QTLs must have a trait listed in the trait ontology. A QTL should be assigned to a study that groups multiple QTLs. The QTL data can be read from files in text or Excel format, that may also include the study information.

Adding Synteny Ribbons

add ribbons -c irgsp_ir64.ini -v

Synteny ribbon-like connectors link related intervals between sequences. Note that  the web version of Persephone can find such regions in the run time.

Adding a Track Tree Node

add tracktreenode "Oryza sativa/IRGSP1.0"

For better organization, the tracks can be grouped to form a tree-like structure. This interactive command will ask to name the new group node and to list the tracks to be grouped.

Adding BED file

add bed -c regions.ini -v

The data in BED file with additional annotation information can be displayed as colored elements on the maps.

Adding protein or nucleotide alignments

add alignment -c swissprot.ini -v

A special track with protein or cDNA alignments can help annotating genomic regions. A typical example - a set of pre-calculated tblastn hits for well characterized proteins, such as SwissProt.

Adding map set tree nodes

add mapsettreenode "Oryza sativa/Genetic" -v

Map sets can be organized by introducing more nodes in the map set tree. One command can introduce more than one node if a child node references a parent that does not exist yet.
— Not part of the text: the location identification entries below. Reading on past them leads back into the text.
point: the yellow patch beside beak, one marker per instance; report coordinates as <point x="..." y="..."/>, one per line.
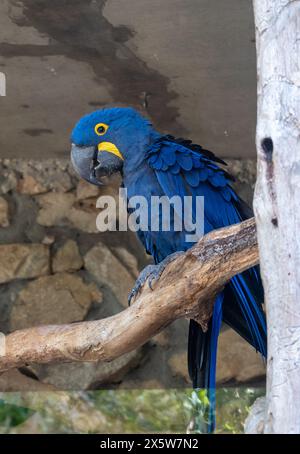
<point x="110" y="148"/>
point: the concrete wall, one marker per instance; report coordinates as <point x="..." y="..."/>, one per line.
<point x="188" y="64"/>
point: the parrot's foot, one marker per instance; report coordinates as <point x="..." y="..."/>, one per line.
<point x="151" y="273"/>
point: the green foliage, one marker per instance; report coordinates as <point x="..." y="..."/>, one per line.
<point x="141" y="411"/>
<point x="12" y="415"/>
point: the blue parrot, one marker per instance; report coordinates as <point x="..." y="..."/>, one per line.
<point x="152" y="164"/>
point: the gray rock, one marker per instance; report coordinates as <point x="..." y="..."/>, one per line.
<point x="57" y="299"/>
<point x="107" y="269"/>
<point x="54" y="208"/>
<point x="23" y="261"/>
<point x="4" y="216"/>
<point x="81" y="376"/>
<point x="67" y="258"/>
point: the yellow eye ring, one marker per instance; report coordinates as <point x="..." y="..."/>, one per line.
<point x="101" y="129"/>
Adding quantitative tracks

add quantitative rna-seq-coverage.ini -v

Quantitative tracks can contain values displayed in a form of a chart along the sequence, such as RNA-seq coverage.

Adding alignments in sam format

add sam ESTs.ini -v

If you want to load a "countable" number of spliced alignments (not millions), use this command. Note: the web version of Persephone allows users to visualize large bam files.

Adding sequence storage

add storage

In case the database is not Oracle, storing sequences in the database is not allowed. The compressed sequence data is stored in the file system, with the metadata being loaded into the database. If the default storage space is not enough, add another storage interactively, using this command.

Adding orthologous gene pairs

add ortholog -c rice-corn.ini -v

The orthologous gene pairs can be calculated by different methods. Use this command to load this information supplied in a tab-delimited file.